I just did some research by inspecting Google SERPs (CTRL + SHIFT + I when on the page and parse through the code). I found the following XPath selectors. It would be great to get a full list without having to do this trial and error approach.
Keep in mind that results only populate if the SERP actually contains them. i.e. not all search results have a Local 3 Pack or Top Stories or Videos, so for those keywords the resulting fields will be blank.
Meta Description //span[@class=”st”]
Searches Related To //p[@class=”nVcaUb”]
Local 3 Pack //div[@class=”dbg0pd”]
Top Stories //div[@class=”y9oXvf”]
Videos //div[@class=”wCIBKb”]
Matthew, thanks for reading my blog post. Hopefully, you got some use out of it. I tried your Meta Description XPath selector, and it didn’t work. I was able to come up with an XPath selector to produce all of the meta descriptions on a Google Serp, and I put it in this section.
I had already listed the related searches XPath selector at the end of this blog post (before the comments).
I believe my blog post is the best thing you’ll get to a full list of Google Serp XPath selectors that will work.
Thank you for this step-by-step it is incredibly helpful! But I’m only able to get the titles of the search page itself e.g. Title: [search query] Google Search, and not from the individual results like you’ve gotten above. Not sure where I’ve gone wrong, any idea why?
Alexa, thanks for reading my post. If you followed my tutorial correctly, you should be able to see the extracted data if you continue to scroll to the right. I just updated the post, so take a look. Also, the current version (12.0) will display titles and urls together even if you are only extracting the titles. You can download version 11.3 and install it in a different directory if you don’t want to see the results like this.
Hi Tom,
first of all: thanks for that great article, so helpful!
I want to scrape a high number of meta descriptions for one query (>6000 results).

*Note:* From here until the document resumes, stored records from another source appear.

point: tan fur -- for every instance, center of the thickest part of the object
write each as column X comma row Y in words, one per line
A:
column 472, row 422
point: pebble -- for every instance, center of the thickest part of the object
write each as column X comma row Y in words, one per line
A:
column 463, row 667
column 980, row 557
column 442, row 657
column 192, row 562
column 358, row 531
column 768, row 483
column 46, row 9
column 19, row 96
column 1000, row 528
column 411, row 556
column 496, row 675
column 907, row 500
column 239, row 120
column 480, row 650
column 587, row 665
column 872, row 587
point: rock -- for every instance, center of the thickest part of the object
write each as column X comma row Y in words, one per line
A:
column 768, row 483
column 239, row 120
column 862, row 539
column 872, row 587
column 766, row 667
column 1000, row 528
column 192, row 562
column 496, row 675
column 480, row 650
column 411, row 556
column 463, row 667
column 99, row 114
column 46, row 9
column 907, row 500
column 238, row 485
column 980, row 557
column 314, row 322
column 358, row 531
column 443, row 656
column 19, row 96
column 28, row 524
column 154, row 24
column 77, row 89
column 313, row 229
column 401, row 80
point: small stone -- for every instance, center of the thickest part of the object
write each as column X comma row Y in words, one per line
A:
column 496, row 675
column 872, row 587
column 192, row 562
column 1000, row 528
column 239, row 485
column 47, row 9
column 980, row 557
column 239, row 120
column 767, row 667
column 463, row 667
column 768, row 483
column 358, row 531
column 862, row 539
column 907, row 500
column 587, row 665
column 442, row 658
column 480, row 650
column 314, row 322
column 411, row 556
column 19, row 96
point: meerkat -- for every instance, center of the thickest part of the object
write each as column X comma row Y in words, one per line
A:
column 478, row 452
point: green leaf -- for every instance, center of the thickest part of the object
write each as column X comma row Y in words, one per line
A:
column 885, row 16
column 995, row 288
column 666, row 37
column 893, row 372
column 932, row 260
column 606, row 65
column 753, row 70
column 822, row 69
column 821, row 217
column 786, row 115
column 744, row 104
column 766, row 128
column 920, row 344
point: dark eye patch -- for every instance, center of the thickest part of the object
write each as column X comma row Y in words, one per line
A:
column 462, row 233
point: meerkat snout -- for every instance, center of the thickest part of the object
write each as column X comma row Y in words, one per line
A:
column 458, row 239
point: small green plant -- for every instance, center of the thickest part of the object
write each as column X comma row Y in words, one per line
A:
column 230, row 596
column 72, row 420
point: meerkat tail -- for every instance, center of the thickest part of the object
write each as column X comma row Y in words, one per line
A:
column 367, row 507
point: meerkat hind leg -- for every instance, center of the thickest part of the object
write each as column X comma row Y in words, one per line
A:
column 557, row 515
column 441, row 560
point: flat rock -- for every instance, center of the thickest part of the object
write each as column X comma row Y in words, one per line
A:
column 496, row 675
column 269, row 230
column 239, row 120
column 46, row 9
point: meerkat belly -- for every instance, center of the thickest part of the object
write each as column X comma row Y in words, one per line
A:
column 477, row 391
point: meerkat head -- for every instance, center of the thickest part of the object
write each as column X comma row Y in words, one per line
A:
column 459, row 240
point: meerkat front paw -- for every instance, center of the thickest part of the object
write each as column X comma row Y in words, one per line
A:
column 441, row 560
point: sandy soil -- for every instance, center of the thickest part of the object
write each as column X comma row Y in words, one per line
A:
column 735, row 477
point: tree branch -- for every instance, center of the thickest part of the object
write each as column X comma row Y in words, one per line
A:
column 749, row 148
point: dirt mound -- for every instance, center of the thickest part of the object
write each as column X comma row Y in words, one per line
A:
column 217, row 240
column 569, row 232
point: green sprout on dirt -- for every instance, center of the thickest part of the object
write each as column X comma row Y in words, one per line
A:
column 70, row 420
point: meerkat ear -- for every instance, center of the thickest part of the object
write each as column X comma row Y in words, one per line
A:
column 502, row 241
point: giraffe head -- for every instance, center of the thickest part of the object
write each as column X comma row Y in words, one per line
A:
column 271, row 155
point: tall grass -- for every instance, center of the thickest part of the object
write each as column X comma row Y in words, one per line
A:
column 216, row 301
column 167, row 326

I do only get 100 results – do you have any idea on how to overcome that?
Thank you!
I’ve never run a query for that many results. What would you need 6000 results for? Running a query for 6000+ results might trigger a red flag with Google.
Hi!
Great post, very helpful. The configuration went smoothly, but I encountered a problem with 302 redirects. Google blocks my IP after checking about 70 addresses. I tried the slowest possible crawl speed setting and that didn’t help either.
I wish I could crawl hundreds of addresses like this. Do you know how to solve this case?
I’ve never crawled that many addresses.
[…] Ver publicacion […]
Very nice information. Love your creativity. I want to get more future updates. Keep it up.
Thanks, Reynald. I hope to come up with a new blog post this year.
Great read Tom! I came across your post after searching for SERPs info and I’m glad I did. Very insightful. Thanks Brad SEO Group
Brad, thanks for letting me know. That puts a smile on my face!
Hi! I have used this so many times, but now that I try it I can not get it to work! Is it still the same xpath for URL or has it changed?
Erica, the XPath selector for the url has changed. I just updated it. Give it a shot, and let me know if it worked for you. I haven’t figured out the XPath selector to select all meta descriptions yet though.
Any idea, how to scale this and avoid recaptcha v3?
50-100 results per scrape are rookie numbers aren’t they? 😀
I haven’t run a crawl for more than 50 results nor would I want to.